From the White Mountain region of New Hampshire to the level prairie of Iowa is a far stretch in distance and involves a wide difference in conditions; and between the mechanical industries of the one and the peaceful pursuit of agriculture in the other, there is also a distinction worthy of note, and impressive in the experience. These differences in topography, latitude, social surroundings and occupation were all in the experience of the late Charles H. Gould, one of the progressive farmers of Cass county, but they were not all the varieties of life in which he took part. For in his career he saw men and methods under many widely separated conditions and in a large number of places. That he profited by his experience and laid its lessons to heart is proven by his achievements in this region, which was altogether new to him, and in a line of activity here with which he had no previous personal connection.

Charles H. Gould was a native of Lebanon, N. H., born on February 15, 1838, and the son of Henry and Elizabeth (Gay) Gould, also natives of the Granite State, where the father followed his trade as a shoemaker throughout his life. He was born in 1811, and was twice married, his second wife being Emeline Davis. He died at Peterboro, N. H. By the first marriage he became the father of one son, the subject of this brief sketch, and by his second of three daughters. The son grew to manhood in his native State and obtained his education in its public schools. There also he learned his trade of shoemaker, under the direction of his father. He remained at home working at the trade until 1868, when he came west to Michigan, where he spent a few years.
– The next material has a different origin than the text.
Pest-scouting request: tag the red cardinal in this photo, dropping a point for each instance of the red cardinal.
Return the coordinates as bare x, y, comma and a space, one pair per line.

He then returned east to Pennsylvania, with the intention of remaining in that section of the country, but a little later again sought his native heath. The West had, however, made a lasting impression on his mind, and it kept calling him back to its greater opportunities and broader and more open life; and accordingly, in 1878 he once more turned his footsteps to the valley of the Mississippi, and took up his residence in Jefferson City, Mo., where he remained ten years, part of the time working at his trade as a journeyman and part serving as foreman of the shoe department in the State prison. In 1887 he came to Cass county and bought a farm of 120 acres in Washington township, and on that he resided until his death on October 9, 1905. Although not bred to the business he became an excellent farmer and brought his land to a high state of development and fruitfulness.

Mr. Gould was married, in 1861, to Annett Augusta Grout, a native of Acworth, N. H., and a daughter of John and Hannah (Allen) Grout, both born and reared in that State and belonging to one of the oldest New England families, the mother being a direct descendant of John Allen, and his wife Priscilla, whom Longfellow has immortalized in "The Courtship of Miles Standish." Mr. and Mrs. Gould became the parents of nine children, all of whom are now dead but four: Ashton E., living at home; John P., a resident of Harlan, Iowa; Chester R., also at home; and Helen L., who is teaching school. Mr. Gould enlarged his farm until he owned at the time of his death 391 acres, all of which is still in the possession of the family. He followed general farming and feeding stock on a liberal scale.

Mrs. Gould, who has managed the property since her husband's death, has shown considerable executive ability and business capacity. She is a member of the Congregational Church, and has a large circle of admiring friends in and out of church associations, being well known in all parts of the county.

From "Compendium and History of Cass County, Iowa." Chicago: Henry and Taylor & Co., 1906, pp. 342-343.